For Parker, who is an alum of College Eight, teaching the winter-quarter course is a way to honor the environmental themes of her alma mater and to reach out to freshmen. "Environmental problems are among the biggest problems we face as human beings on this planet. It will be nice to get back to teaching in a more applied, conservation arena," said Parker, whose research focuses on invasive plant species.

"It's important to catch people at that stage of their academic development, when they're figuring out what's important to them and what they're interested in," added Parker. "It's an opportunity to influence the way they think about problems and to expand their horizons a bit. I'm excited to be involved."

Designing the course and developing the syllabus with Paul Koch, professor of Earth and planetary sciences, has provided an opportunity for genuine collaboration across disciplines, said Parker, who brings an evolutionary and ecological perspective to the geological and biogeochemical perspective Koch brings. Students will benefit as College Eight pioneers an approach that is taking hold across the campus, said Rajan.

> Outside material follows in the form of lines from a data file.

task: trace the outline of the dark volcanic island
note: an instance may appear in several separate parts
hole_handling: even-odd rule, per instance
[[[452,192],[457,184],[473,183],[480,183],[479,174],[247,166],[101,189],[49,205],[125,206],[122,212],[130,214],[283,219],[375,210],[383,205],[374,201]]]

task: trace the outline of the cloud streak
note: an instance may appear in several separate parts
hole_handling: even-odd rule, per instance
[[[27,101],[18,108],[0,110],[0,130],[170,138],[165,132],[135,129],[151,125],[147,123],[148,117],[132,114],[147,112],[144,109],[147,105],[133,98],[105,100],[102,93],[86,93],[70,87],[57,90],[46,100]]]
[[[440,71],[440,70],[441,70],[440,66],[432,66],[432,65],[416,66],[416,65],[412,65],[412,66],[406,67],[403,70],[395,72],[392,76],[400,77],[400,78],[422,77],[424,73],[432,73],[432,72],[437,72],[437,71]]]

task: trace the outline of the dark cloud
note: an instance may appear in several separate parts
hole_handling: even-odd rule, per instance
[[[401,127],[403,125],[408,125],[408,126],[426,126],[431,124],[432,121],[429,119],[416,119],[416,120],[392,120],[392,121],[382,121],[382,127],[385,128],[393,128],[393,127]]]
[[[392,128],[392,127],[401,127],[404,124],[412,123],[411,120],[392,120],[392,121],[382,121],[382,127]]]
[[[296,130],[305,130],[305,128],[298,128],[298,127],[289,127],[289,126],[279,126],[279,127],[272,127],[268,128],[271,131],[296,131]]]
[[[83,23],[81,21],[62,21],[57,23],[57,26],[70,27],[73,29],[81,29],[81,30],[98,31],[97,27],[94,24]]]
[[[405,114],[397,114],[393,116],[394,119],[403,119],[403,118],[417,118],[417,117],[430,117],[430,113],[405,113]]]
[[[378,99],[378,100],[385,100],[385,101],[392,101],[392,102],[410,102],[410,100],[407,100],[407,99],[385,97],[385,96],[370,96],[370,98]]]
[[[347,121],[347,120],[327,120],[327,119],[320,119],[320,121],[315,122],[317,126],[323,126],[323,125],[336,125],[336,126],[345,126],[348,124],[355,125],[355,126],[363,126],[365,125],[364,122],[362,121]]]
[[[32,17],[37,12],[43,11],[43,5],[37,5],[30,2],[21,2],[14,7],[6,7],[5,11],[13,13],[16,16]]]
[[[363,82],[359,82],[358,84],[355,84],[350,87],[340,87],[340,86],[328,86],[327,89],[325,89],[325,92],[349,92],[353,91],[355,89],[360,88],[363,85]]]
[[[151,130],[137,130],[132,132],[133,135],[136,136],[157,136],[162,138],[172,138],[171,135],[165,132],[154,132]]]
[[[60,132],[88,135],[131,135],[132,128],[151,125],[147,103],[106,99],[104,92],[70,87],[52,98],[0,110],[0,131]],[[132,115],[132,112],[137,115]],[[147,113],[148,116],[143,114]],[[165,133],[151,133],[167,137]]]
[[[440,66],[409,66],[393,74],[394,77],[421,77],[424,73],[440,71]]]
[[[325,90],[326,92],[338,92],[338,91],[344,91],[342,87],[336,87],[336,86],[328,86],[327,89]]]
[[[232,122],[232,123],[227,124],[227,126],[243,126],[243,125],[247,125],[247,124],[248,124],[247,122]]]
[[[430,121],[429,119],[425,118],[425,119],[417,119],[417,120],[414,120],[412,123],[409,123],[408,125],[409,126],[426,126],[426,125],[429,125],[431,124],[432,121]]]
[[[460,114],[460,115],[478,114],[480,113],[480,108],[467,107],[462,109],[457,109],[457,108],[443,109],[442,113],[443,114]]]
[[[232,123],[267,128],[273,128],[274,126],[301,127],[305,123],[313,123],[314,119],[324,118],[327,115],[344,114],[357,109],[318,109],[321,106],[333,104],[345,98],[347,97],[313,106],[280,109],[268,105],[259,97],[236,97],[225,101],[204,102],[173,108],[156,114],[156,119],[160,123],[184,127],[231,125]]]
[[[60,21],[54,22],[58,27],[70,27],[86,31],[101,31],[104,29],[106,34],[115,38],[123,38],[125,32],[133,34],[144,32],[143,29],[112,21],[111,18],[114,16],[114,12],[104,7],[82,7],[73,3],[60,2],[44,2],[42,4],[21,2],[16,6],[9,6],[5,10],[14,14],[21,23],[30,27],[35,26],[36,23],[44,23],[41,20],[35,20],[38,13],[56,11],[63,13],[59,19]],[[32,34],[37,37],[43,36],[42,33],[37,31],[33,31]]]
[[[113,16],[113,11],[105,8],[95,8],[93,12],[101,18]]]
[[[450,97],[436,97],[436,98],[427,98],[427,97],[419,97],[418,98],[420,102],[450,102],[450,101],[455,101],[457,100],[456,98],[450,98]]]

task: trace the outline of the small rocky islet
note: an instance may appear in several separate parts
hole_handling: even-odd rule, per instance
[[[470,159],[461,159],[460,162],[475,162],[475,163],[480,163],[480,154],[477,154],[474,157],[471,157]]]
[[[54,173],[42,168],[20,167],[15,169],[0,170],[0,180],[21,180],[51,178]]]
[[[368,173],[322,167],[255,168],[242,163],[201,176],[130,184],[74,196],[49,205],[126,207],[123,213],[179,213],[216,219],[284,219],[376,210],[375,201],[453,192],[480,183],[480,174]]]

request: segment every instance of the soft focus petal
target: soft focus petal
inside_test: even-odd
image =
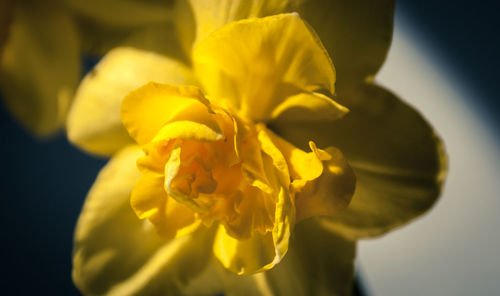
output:
[[[267,290],[265,290],[267,289]],[[182,295],[263,295],[266,283],[252,275],[238,275],[227,270],[216,258],[182,291]]]
[[[169,241],[136,217],[129,197],[140,178],[140,155],[139,147],[121,150],[89,192],[73,253],[73,280],[84,294],[176,294],[211,256],[210,230]]]
[[[152,141],[159,132],[166,138],[184,134],[221,139],[220,127],[212,114],[210,103],[197,87],[154,82],[129,93],[121,108],[123,125],[139,144]],[[174,126],[170,128],[167,123]],[[190,130],[193,124],[198,124],[198,128]]]
[[[334,92],[332,62],[296,14],[230,23],[197,44],[193,63],[212,99],[228,101],[254,121],[268,120],[300,92]]]
[[[356,176],[340,150],[328,147],[330,159],[324,161],[323,174],[304,184],[295,195],[297,221],[314,217],[334,217],[351,202]]]
[[[79,40],[65,11],[18,1],[1,56],[0,87],[7,108],[45,136],[66,119],[80,76]]]
[[[131,143],[120,119],[123,98],[149,81],[193,82],[189,68],[161,55],[133,48],[110,51],[83,79],[68,117],[70,141],[108,155]]]
[[[249,239],[238,240],[230,236],[223,226],[220,226],[215,237],[213,251],[225,268],[238,275],[267,270],[275,265],[276,250],[270,232],[254,234]]]
[[[322,228],[314,219],[297,224],[290,251],[262,277],[272,295],[351,295],[355,243]],[[262,283],[264,282],[264,283]]]
[[[9,27],[14,14],[14,0],[0,1],[0,56],[2,56],[3,46],[9,36]]]
[[[299,147],[305,139],[338,147],[356,175],[349,207],[328,225],[352,238],[383,234],[435,202],[446,171],[443,146],[429,124],[390,92],[360,85],[346,94],[342,120],[277,124]]]
[[[296,0],[337,70],[337,89],[375,75],[391,44],[394,0]],[[339,93],[340,95],[340,93]]]

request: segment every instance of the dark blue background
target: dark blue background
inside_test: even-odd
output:
[[[487,120],[496,114],[500,21],[494,1],[402,0],[398,17],[424,36]],[[60,134],[39,141],[0,108],[2,289],[16,295],[74,295],[73,229],[102,159],[87,156]],[[9,293],[7,293],[9,294]]]

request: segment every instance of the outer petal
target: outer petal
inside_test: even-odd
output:
[[[191,84],[191,71],[161,55],[133,49],[110,51],[80,84],[68,117],[70,141],[108,155],[131,143],[120,119],[123,98],[149,81]]]
[[[85,294],[176,294],[210,258],[213,232],[165,240],[139,220],[129,196],[139,147],[121,150],[99,174],[75,232],[73,280]]]
[[[148,218],[165,238],[192,233],[200,225],[194,212],[167,196],[163,178],[143,175],[132,190],[130,203],[140,219]]]
[[[360,85],[346,94],[342,120],[277,123],[277,133],[300,145],[338,147],[354,169],[349,207],[327,223],[352,238],[383,234],[421,215],[441,190],[446,171],[442,143],[429,124],[390,92]]]
[[[231,21],[298,12],[317,32],[335,62],[337,88],[374,75],[385,60],[392,38],[394,0],[190,0],[196,39]]]
[[[285,12],[288,0],[236,0],[210,2],[190,0],[196,20],[196,40],[202,40],[232,21]]]
[[[354,241],[333,234],[309,219],[295,228],[290,251],[262,276],[272,295],[351,295]]]
[[[300,92],[334,92],[333,64],[296,14],[230,23],[197,44],[193,63],[207,93],[254,121]]]
[[[320,93],[299,93],[284,100],[274,108],[271,119],[311,121],[336,120],[342,118],[349,110]]]
[[[69,16],[54,4],[18,1],[1,56],[7,108],[44,136],[64,123],[80,76],[79,40]]]
[[[77,15],[107,26],[137,28],[172,19],[175,1],[63,0]]]
[[[337,89],[373,76],[392,39],[394,0],[294,0],[314,28],[337,70]]]

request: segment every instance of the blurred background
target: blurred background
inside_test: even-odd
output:
[[[493,1],[472,4],[397,1],[394,41],[377,81],[437,129],[449,176],[422,219],[360,242],[367,295],[500,294],[500,21]],[[3,287],[16,295],[78,295],[73,229],[105,160],[81,153],[62,134],[33,139],[3,106],[0,134]]]

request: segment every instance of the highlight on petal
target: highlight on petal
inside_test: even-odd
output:
[[[175,1],[63,0],[77,15],[106,26],[137,28],[172,19]]]
[[[77,90],[67,122],[70,141],[101,155],[131,143],[121,122],[121,103],[149,81],[191,84],[194,78],[184,64],[161,55],[128,47],[110,51]]]
[[[227,24],[195,46],[193,64],[211,98],[254,121],[301,92],[334,92],[333,64],[297,14]]]
[[[274,126],[299,147],[311,139],[320,147],[338,147],[349,160],[357,179],[352,202],[325,225],[350,238],[373,237],[426,212],[446,174],[446,155],[434,130],[375,85],[353,88],[341,103],[350,109],[341,120]]]
[[[238,275],[261,272],[275,265],[276,250],[270,232],[238,240],[219,227],[213,251],[225,268]]]
[[[7,109],[38,136],[63,125],[80,76],[77,29],[54,4],[18,2],[0,61]]]
[[[354,241],[308,219],[297,224],[281,263],[253,277],[268,295],[351,295],[354,257]]]
[[[153,140],[170,121],[197,122],[215,133],[219,126],[210,113],[210,103],[194,86],[170,86],[150,82],[129,93],[123,100],[123,125],[139,144]]]
[[[168,240],[130,208],[139,147],[120,150],[100,172],[75,231],[73,280],[84,294],[179,294],[211,257],[213,231]]]
[[[370,78],[392,40],[394,0],[296,0],[290,5],[318,33],[337,70],[337,89]]]

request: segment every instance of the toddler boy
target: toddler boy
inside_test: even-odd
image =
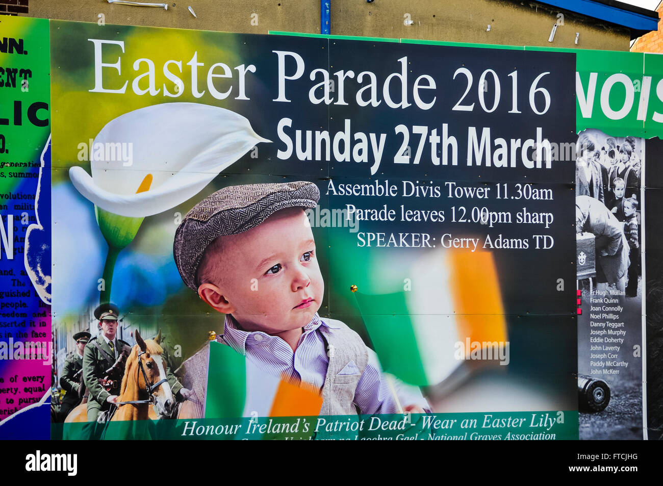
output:
[[[341,321],[318,315],[324,282],[304,210],[319,198],[306,182],[217,191],[178,227],[175,263],[225,315],[221,342],[261,371],[320,392],[321,415],[399,412],[375,353]],[[418,391],[400,397],[403,411],[429,408]]]

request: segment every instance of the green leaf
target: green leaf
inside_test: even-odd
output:
[[[120,216],[97,206],[94,207],[94,213],[99,229],[108,245],[118,249],[122,249],[133,241],[145,219]]]

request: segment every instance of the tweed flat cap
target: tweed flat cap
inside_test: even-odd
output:
[[[173,257],[186,286],[198,290],[196,274],[208,246],[217,237],[255,228],[287,208],[315,208],[320,198],[313,182],[229,186],[194,206],[175,231]]]

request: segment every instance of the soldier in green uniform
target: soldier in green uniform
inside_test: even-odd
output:
[[[168,341],[167,336],[165,334],[162,334],[160,330],[152,339],[156,339],[157,337],[159,338],[159,344],[164,350],[161,356],[166,363],[166,378],[168,379],[168,383],[170,385],[170,390],[172,391],[172,395],[174,396],[175,399],[178,403],[181,403],[194,396],[193,392],[188,389],[184,388],[182,385],[180,379],[173,373],[173,370],[176,369],[178,367],[176,365],[181,365],[182,360],[180,359],[176,361],[176,358],[171,352],[172,347]],[[176,408],[174,408],[173,413],[175,414],[176,410]]]
[[[119,357],[129,345],[115,337],[119,310],[112,304],[105,304],[94,310],[94,316],[99,320],[101,332],[90,340],[83,352],[83,379],[88,387],[88,421],[94,422],[100,411],[108,410],[111,403],[117,400],[124,363],[116,366],[107,375],[107,386],[101,381],[107,377],[106,371],[112,367]],[[107,387],[109,389],[107,390]]]
[[[85,331],[78,332],[74,335],[74,340],[76,341],[76,351],[72,353],[64,361],[62,368],[62,376],[60,379],[60,386],[64,390],[64,398],[62,398],[62,405],[60,408],[60,416],[62,420],[66,418],[72,408],[81,402],[83,393],[81,393],[81,370],[83,369],[83,351],[86,345],[90,341],[91,335]],[[84,393],[85,387],[83,387]]]

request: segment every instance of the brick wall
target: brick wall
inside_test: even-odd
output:
[[[0,0],[2,1],[2,0]],[[663,12],[663,1],[656,7],[658,17]],[[658,30],[638,37],[631,47],[632,52],[663,52],[663,19],[658,21]]]
[[[28,0],[0,0],[0,15],[18,15],[28,13]]]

"This truly interdisciplinary approach will integrate science, technology, and humanistic and policy approaches to the environment," said Rajan. "Students will satisfy a lot of their general-education requirements."

The campuswide efforts build on UCSC's tradition of offering an outstanding undergraduate education, said linguistics professor Jaye Padgett, chair of the Academic Senate committee that updated the general-education requirements. Provosts of several other colleges are following College Eight's lead and developing interdisciplinary clusters, said Padgett, who believes the approach will bring more coherence and excitement to general education and that the college is the ideal setting for such an undertaking.

Parker, too, believes the college setting offers unique benefits. "There's something really wonderful about the shared experience that happens in the colleges, where students are together 24/7 and have the opportunity to discuss what they're reading over breakfast or a midnight snack," she said. "That shared intellectual and life experience, particularly at their age, is very exciting."